島村英紀『夕刊フジ』 2015年8月21日(金曜)。5面。コラムその116 「警戒せよ! 生死を分ける地震の基礎知識」

巨大氷河が地震を引き起こした?
『夕刊フジ』の公式ホームページの題は「巨大氷河が消えたために地震が起きる? 氷河と地震の関係」

 カナダ北部にあるハドソン湾の沿岸には昔からイヌイット(エスキモー)の人たちが住んでいる。その古老たちは湾の中に新しい島が次々に生まれてきたのを語り継いでいる。これは、かつてあった氷河が消えて重しが取れたために地殻全体がゆっくり上がってきたためだ。

 氷河時代に世界の多くの場所を覆っていた氷河は厚さ数千メートル。その氷河が消えて1万年だが、「後遺症」として地震が起きているという学説が出た。現在のプレート境界ではないところ、つまりプレート・テクトニクスでは大地震が起きるはずのないところで大地震が起きた理由の説明である。しかも氷河がなかったところにも影響がおよんでいる。

 近年は地震がまったく起きていない米国東南部で1811年から1812年にかけてマグニチュード(M)8の巨大な地震が複数回起きた「ニューマドリッド地震」。米国ではアラスカ州を除いては史上最大の規模の地震だった。幸い当時は人がほとんど住んでいなかった。

 この地震群が北米大陸の氷河の融解による影響がおよんで起きたのではないかという学説が最近出されたのだ。

 この巨大な氷河はローレンタイド氷床(ひょうしょう)。「氷床」とは面積で5万平方キロメートル、東京23区の面積の80倍以上の大規模な氷河のことだ。この氷床はカナダはもちろん、北緯38度まで、つまりいまの米国の北半分を覆っていてニューヨークやシカゴもこの氷の下にあった。

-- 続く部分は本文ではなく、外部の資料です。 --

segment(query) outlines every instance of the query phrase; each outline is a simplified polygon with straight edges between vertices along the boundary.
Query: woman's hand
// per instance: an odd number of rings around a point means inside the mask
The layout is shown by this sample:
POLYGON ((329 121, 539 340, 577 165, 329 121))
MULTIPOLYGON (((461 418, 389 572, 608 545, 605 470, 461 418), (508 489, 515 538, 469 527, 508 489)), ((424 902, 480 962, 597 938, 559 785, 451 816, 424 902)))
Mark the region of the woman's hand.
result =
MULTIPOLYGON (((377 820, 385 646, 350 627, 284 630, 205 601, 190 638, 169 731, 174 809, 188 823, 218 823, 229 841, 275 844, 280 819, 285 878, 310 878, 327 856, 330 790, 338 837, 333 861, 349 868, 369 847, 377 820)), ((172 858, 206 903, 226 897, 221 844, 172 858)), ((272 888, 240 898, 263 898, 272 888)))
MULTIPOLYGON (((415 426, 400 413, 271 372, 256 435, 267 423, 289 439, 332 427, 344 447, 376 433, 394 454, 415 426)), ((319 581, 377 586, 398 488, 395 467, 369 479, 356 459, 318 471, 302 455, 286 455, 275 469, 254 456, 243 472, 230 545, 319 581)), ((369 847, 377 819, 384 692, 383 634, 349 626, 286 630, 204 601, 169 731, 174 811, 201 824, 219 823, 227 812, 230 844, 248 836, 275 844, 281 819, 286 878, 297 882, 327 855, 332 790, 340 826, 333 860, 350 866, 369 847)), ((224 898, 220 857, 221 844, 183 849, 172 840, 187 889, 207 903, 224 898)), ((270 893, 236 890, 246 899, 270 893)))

 地震群が起きたのは、氷床より南にある米国の中南部だ。氷河の重しが取れたことによって氷河の周辺の地殻も歪み、それが地震を引き起こしたのでは、ということなのだ。なにせ地球のスケールの事件だから、氷河が消えて数千年たってから地震が起きても不思議ではない。

 氷河が消えたために大きな地殻変動があったのは北米大陸だけではない。スカンジナビア半島でも1万年前に氷河の重しがとれたので、最大では300メートル、全体で200メートル以上も飛び上がった。いまでも年に1センチメートルずつ上がっている。

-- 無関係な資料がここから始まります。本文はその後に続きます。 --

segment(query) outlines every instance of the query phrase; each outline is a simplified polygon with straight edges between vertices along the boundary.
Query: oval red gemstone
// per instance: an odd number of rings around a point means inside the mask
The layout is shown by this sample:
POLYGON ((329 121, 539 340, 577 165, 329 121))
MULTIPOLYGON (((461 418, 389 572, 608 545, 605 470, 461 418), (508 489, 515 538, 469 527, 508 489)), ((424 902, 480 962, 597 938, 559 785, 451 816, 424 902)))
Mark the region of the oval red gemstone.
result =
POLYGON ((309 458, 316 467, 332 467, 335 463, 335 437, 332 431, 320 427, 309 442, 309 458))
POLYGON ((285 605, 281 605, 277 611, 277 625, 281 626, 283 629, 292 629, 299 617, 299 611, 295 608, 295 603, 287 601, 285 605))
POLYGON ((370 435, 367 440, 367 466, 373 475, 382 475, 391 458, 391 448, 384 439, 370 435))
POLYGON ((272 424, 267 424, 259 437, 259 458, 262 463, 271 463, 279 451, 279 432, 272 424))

 ノルウェーは氷河が消えていくにつれて人々が北上して住み着いていった。寒さに対する備えがなかった当時の人類にとっては、氷河が溶ける暖かさはまたとないありがたい環境の変化であった。

 それ以前には人類の祖先もほかの生物もたびたび地球の寒冷化に苦しんできた。生物の歴史とは、広く氷河に覆われることや気候の寒冷化によって多くの種が絶滅し、その後の温暖期に新しい種が別の命をはぐくんできた歴史の繰り返しだった。

 そのノルウェーでは地震観測データが残っている18世紀以降、1759年から1996年まで5回、M4〜6の地震が起きた。人口密集地の直下で起きたらかなりの被害を生じかねない地震だ。これらも氷河が消えたための地殻変動が起こした地震だと思われている。

 これからも世界のほかの場所で同じような意外な地震が起きるかもしれない。地震学者は新たに提唱された「地震の理由」に頭をかかえているのである。